Consider u(x, y) = min{x, y}. Then the preferences represented by u(x, y) are strictly convex.
(a) True (b) False
The statement is false.
A function u(x, y) is strictly convex if, for any two different points (x1, y1) and (x2, y2) in the domain, and for any t between 0 and 1, the following inequality holds:
u(tx1 + (1-t)x2, ty1 + (1-t)y2) < tu(x1, y1) + (1-t)u(x2, y2)
Let's consider the function u(x, y) = min{x, y} and check if it satisfies the definition of strict convexity.
Suppose we have two different points (x1, y1) and (x2, y2) in the domain.
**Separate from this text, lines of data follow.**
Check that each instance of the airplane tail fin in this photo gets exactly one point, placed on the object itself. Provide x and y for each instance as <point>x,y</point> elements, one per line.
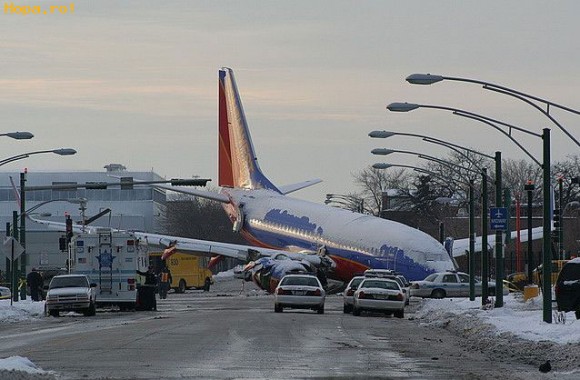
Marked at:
<point>238,165</point>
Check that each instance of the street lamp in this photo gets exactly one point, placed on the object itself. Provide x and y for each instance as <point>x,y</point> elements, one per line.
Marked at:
<point>427,79</point>
<point>383,151</point>
<point>485,204</point>
<point>18,135</point>
<point>60,152</point>
<point>457,148</point>
<point>545,136</point>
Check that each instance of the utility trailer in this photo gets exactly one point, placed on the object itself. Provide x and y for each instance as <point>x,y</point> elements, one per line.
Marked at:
<point>110,259</point>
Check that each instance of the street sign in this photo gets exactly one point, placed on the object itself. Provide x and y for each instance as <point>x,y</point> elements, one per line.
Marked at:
<point>18,249</point>
<point>498,218</point>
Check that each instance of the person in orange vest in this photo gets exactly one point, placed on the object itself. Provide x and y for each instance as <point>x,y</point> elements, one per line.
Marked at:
<point>164,282</point>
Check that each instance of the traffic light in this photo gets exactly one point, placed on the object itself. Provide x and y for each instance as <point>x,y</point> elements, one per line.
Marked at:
<point>62,242</point>
<point>556,218</point>
<point>69,233</point>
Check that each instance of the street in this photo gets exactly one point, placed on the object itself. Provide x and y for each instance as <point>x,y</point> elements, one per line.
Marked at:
<point>227,333</point>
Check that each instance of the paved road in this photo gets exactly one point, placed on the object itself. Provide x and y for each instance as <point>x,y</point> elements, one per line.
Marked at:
<point>223,334</point>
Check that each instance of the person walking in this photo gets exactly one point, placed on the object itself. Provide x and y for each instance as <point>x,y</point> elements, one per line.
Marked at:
<point>165,280</point>
<point>35,281</point>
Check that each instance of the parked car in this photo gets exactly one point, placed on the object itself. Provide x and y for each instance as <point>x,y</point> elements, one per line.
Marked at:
<point>348,294</point>
<point>388,273</point>
<point>299,291</point>
<point>71,292</point>
<point>379,294</point>
<point>47,274</point>
<point>5,293</point>
<point>567,287</point>
<point>447,284</point>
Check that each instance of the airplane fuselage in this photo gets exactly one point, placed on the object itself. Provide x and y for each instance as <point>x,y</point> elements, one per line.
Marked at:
<point>354,241</point>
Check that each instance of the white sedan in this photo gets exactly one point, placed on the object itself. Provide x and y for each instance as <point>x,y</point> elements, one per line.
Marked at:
<point>299,291</point>
<point>379,294</point>
<point>5,293</point>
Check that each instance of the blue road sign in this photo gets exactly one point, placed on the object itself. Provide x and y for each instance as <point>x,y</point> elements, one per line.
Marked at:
<point>498,218</point>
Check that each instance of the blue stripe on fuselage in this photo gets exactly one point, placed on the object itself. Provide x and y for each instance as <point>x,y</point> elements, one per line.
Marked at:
<point>391,258</point>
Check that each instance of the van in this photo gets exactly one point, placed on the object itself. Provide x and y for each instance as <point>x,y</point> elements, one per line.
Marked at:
<point>567,287</point>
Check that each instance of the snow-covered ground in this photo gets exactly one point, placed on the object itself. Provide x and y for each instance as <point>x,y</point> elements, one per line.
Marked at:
<point>515,331</point>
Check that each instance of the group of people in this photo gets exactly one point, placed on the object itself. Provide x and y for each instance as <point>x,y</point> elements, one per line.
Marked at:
<point>163,280</point>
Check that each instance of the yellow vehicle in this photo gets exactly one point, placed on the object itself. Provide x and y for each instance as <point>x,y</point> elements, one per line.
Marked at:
<point>187,271</point>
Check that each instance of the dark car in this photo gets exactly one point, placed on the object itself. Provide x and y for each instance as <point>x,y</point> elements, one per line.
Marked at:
<point>568,287</point>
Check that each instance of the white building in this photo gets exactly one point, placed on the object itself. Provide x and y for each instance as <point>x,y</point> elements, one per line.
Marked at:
<point>140,208</point>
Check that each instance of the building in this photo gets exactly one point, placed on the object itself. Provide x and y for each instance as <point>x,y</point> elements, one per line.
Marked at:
<point>139,207</point>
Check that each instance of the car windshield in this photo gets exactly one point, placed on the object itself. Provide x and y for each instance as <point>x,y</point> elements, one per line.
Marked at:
<point>355,282</point>
<point>68,282</point>
<point>304,281</point>
<point>571,271</point>
<point>403,280</point>
<point>431,277</point>
<point>379,284</point>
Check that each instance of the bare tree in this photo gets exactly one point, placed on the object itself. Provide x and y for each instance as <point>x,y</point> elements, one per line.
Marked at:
<point>199,218</point>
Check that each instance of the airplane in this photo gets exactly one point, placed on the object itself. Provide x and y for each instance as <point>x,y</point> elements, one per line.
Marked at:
<point>289,234</point>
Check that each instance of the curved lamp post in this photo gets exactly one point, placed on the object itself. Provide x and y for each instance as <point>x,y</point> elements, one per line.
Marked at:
<point>545,136</point>
<point>485,203</point>
<point>60,152</point>
<point>427,79</point>
<point>383,151</point>
<point>456,148</point>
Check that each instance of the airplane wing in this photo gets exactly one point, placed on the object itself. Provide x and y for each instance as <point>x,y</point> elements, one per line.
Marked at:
<point>198,193</point>
<point>196,246</point>
<point>287,189</point>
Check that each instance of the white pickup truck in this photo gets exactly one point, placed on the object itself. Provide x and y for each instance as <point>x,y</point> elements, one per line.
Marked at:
<point>70,292</point>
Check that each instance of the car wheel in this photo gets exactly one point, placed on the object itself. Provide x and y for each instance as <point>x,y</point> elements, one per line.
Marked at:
<point>181,286</point>
<point>438,293</point>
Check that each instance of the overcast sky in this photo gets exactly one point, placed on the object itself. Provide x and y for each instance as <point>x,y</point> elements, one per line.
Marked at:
<point>135,82</point>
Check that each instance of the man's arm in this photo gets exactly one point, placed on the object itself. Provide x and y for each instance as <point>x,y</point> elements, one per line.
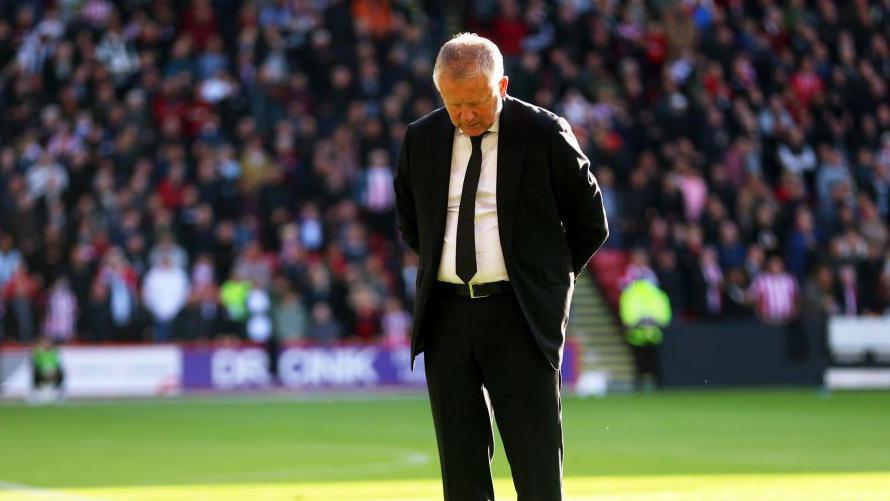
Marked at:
<point>405,198</point>
<point>577,196</point>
Without loss of generality, let's assume that x1 < x2.
Now, let's consider t = 0.5.
tx1 + (1-t)x2 = 0.5x1 + 0.5x2
ty1 + (1-t)y2 = 0.5y1 + 0.5y2
The inequality we need to check is:
u(0.5x1 + 0.5x2, 0.5y1 + 0.5y2) < 0.5u(x1, y1) + 0.5u(x2, y2)
Substituting u(x, y) = min{x, y}, we have:
min{0.5x1 + 0.5x2, 0.5y1 + 0.5y2} < 0.5min{x1, y1} + 0.5min{x2, y2}
Since x1 < x2, we can say that 0.5x1 + 0.5x2 < x1. Similarly, 0.5y1 + 0.5y2 < y1.
Therefore, min{0.5x1 + 0.5x2, 0.5y1 + 0.5y2} = 0.5x1 + 0.5x2
We can also say that 0.5min{x1, y1} + 0.5min{x2, y2} = 0.5x1 + 0.5min{x2, y2}
Since 0.5x1 + 0.5x2 < 0.5x1 + 0.5min{x2, y2}, the inequality is not satisfied.
Therefore, the function u(x, y) = min{x, y} is not strictly convex.
Therefore, the statement is false. The preferences represented by u(x, y) are not strictly convex.